We use Axum as our HTTP server.

Serialization and Deserialization

We use serde for serialization and deserialization of data.

Web UI

We use Leptos as our UI framework for building reactive web applications in Rust.

Leptos is a full-stack web framework that allows writing both server and client code in Rust. It provides reactive primitives and a component model similar to modern JavaScript frameworks.

Key features:

  • Leptos must only be used with the island feature
  • The architecture follows the MPA paradigm, a "multi-page app"
  • Server-side rendering
  • Fine-grained reactivity
  • Component-based architecture
  • Full Rust syntax support

Architectural Design Patterns

We follow concepts such as Clean Architecture (there is also a book), Hexagonal Architecture or Onion Architecture. Familiarity with these concepts will be helpful.

Some of the patterns must be adapted to the idioms of Rust, but the general principles are the same.

Testing

We follow the Testing Pyramid approach to testing, the majority of tests are unit tests, with a smaller number of integration tests, and a few end-to-end tests.

Unit and integration tests are written in Rust, following the Rust testing best practices. End-to-end tests can be written using Playwright. Leptos has some built-in support for Playwright.

Domain Driven Design

We do not follow strict Domain Driven Design (DDD) principles, but we try to follow some of the concepts.
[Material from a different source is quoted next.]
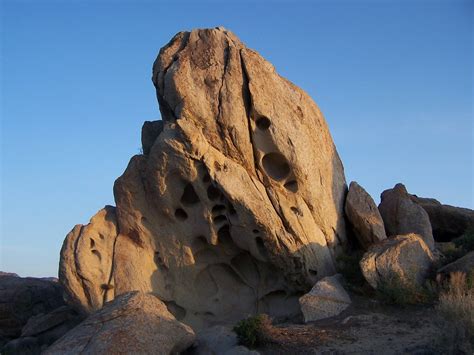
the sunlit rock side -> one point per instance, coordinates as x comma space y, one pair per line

In particular, we try to keep the language used in code aligned with the domain language.

Test Driven Development

We should absolutely do TDD and BDD.

Database

We are still evaluating the database to use.

For the initial development, we work with static content or JSON files.

Mosaic Component Library

The Mosaic component library provides reusable UI components built with Leptos and Tailwind CSS.

Components are defined in modules/mosaic/tiles/ and can be previewed in the demo application at modules/mosaic/demo/.

To run the demo locally:

just watch-mosaic-demo

Pull requests that modify files in modules/mosaic/ automatically receive a Cloud Run preview deployment. The preview URL is posted as a comment on the PR.